I'm sitting in a Youth Hostel in Melbourne, Australia where I'm staying for a couple of weeks while visiting the Melbourne International Comedy festival. I've just had breakfast and am sitting near the kitchen area chilling out before heading out for a day on the town. While I'm not one to eavesdrop, I can't help but overhear snippets of the Skype conversation of the woman sitting next to me.
And what I hear is: drama. Drama, drama, drama. "She did this", "he did that", "she said this", "she said that", "She thinks I'm a bad influence", "they don't like me", "she hated it", "it sucked", "it was awful"...
Ok, you get the idea.
If there was heaps of space, I'd simply move and get away from the negative energy; but it's pretty crowded this morning, and the conversation reminded me how easy it is to get addicted to our own drama, and the dramas in other people's lives around us.

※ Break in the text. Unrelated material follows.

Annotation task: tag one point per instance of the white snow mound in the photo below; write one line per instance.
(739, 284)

Now it would be a different story if the woman was debriefing about her emotions regarding the drama she's describing, but I'm not hearing many words from our emotional vocabulary like "sad", "angry", "scared", "happy"; nor phrases like "I felt ...", "I feel..." etc. This isn't entirely surprising in a society where most people have never been taught how their emotions work.

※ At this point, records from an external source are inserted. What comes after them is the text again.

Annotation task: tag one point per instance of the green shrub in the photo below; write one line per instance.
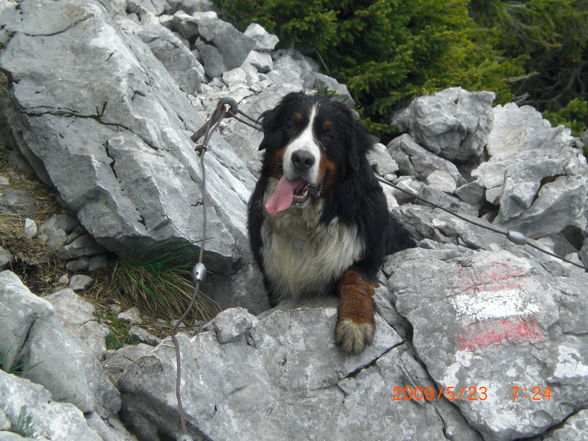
(389, 51)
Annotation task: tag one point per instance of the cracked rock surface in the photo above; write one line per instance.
(268, 383)
(102, 97)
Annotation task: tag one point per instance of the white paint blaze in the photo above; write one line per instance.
(304, 141)
(487, 305)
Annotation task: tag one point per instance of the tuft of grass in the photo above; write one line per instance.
(159, 282)
(23, 423)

Expressing emotions while telling a story releases the emotional charge around what has happened (or is happening), liberating us from any pain we've experienced and allowing us to move on from the drama.
On the other hand, blaming, judging, externalising, projecting and making unpleasant experiences wrong just sets us up in an addictive cycle of drama. I don't like being around people who are stuck in drama, so I'm gonna go now. I need to get out of here for my own sanity!